# Wife is in full MLC...any have MC work?



## Garry2012 (Oct 5, 2012)

I have several posts on here related to my wifes mid life crisis. She is gone, checked out on the marriage since July....so a while. All the advice i get is to just let her go. I am not playing the Beta, asking her to stay, crying and pleading for her. 

She doesnt want to go to MC, but i feel like i HAVE the need to do something, anything, to at least give MC a shot of maybe pulling her, if just a little, out of her fog. Otherwise, we just walk away..and that sure as heck doesnt seem right to me..though its what the prevailing advice is.

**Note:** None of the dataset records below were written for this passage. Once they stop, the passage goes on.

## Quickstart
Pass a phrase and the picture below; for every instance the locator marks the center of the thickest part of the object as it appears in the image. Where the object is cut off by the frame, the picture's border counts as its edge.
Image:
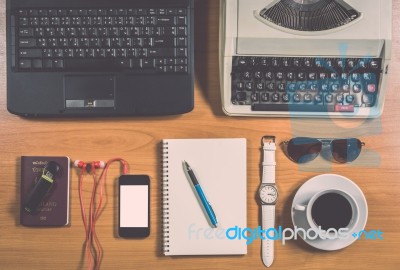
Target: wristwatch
(269, 195)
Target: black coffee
(331, 210)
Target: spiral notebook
(220, 167)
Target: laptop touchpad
(89, 91)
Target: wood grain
(377, 172)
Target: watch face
(268, 194)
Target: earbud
(88, 166)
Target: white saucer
(319, 183)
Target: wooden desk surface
(377, 172)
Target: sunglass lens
(346, 150)
(302, 150)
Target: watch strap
(268, 164)
(268, 221)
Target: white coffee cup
(330, 199)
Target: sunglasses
(303, 149)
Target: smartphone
(134, 206)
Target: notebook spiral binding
(165, 198)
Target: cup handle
(300, 207)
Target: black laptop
(100, 57)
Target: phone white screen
(134, 206)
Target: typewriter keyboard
(305, 84)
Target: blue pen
(204, 201)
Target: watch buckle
(267, 139)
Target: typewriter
(304, 58)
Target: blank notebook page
(220, 168)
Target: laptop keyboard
(305, 84)
(112, 39)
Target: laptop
(100, 57)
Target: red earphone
(89, 166)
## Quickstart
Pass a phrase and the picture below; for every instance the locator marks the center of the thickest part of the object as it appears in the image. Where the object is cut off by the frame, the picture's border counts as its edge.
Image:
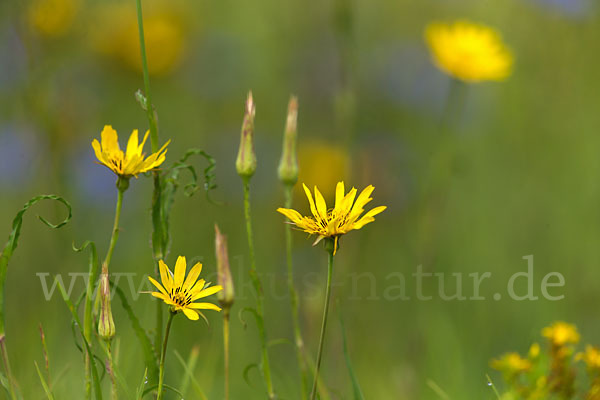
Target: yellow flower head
(180, 294)
(468, 51)
(131, 162)
(332, 223)
(560, 333)
(511, 363)
(52, 18)
(591, 357)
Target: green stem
(7, 369)
(324, 323)
(113, 380)
(148, 94)
(163, 355)
(294, 300)
(226, 349)
(115, 231)
(266, 369)
(150, 113)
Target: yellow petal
(110, 141)
(192, 276)
(141, 146)
(158, 285)
(132, 146)
(292, 215)
(165, 275)
(207, 292)
(180, 267)
(191, 314)
(160, 296)
(204, 306)
(368, 217)
(313, 209)
(339, 194)
(321, 205)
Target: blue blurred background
(515, 174)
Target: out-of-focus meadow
(523, 179)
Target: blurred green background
(516, 174)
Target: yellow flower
(560, 333)
(332, 223)
(468, 51)
(511, 363)
(591, 357)
(180, 294)
(131, 162)
(52, 18)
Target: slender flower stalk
(246, 166)
(158, 248)
(180, 293)
(288, 175)
(163, 353)
(225, 296)
(329, 247)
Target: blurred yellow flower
(164, 32)
(560, 333)
(511, 363)
(591, 357)
(180, 294)
(468, 51)
(52, 18)
(129, 163)
(333, 223)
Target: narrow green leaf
(71, 307)
(140, 392)
(49, 394)
(149, 355)
(13, 241)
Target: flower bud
(106, 325)
(288, 165)
(227, 295)
(246, 161)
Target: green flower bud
(227, 295)
(288, 165)
(246, 161)
(106, 325)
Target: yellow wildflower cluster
(551, 374)
(468, 51)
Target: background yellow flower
(468, 51)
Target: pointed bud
(246, 161)
(225, 296)
(288, 165)
(106, 325)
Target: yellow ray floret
(131, 162)
(180, 292)
(468, 51)
(332, 223)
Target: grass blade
(49, 394)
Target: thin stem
(163, 355)
(115, 231)
(148, 94)
(294, 300)
(226, 349)
(324, 324)
(7, 369)
(266, 369)
(111, 365)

Has anyone actually had MC work, when the spouse is THIS deep into an MLC? I have read in "Limbo" that once they get to the "i want a separation" point, which we are, and yes there is an OM, that its way too late for MC. 

Not looking for ANY Beta/Alpha talk, just experiences.

Thanks


----------



## Toffer (Jan 31, 2012)

Garry,

Sorry to jump back on you here but stop calling this a MLC. It is an affair

Sometimes the only way to jolt a wayward spouse out of the fog is to file. This may give her pause and push her to consider MC

If you continue to ignore the advice you've been given for weeks now, you'll wind up riding this straight into the ground at 1,000 MPH


----------



## Garry2012 (Oct 5, 2012)

It is an affair, im not in dissagreement, but it is driven, i think, by an MLC. Thus its an MLC. I have taken the vast majority of the advice here actually, and it has helped me to grow. I wouldnt be ANYWHERE had i not found this site. I would still be thinking she really needed space, would not have got the VAR, and not seen a divorce atty. I owe ALOT to this site, I do, and i recognize that. 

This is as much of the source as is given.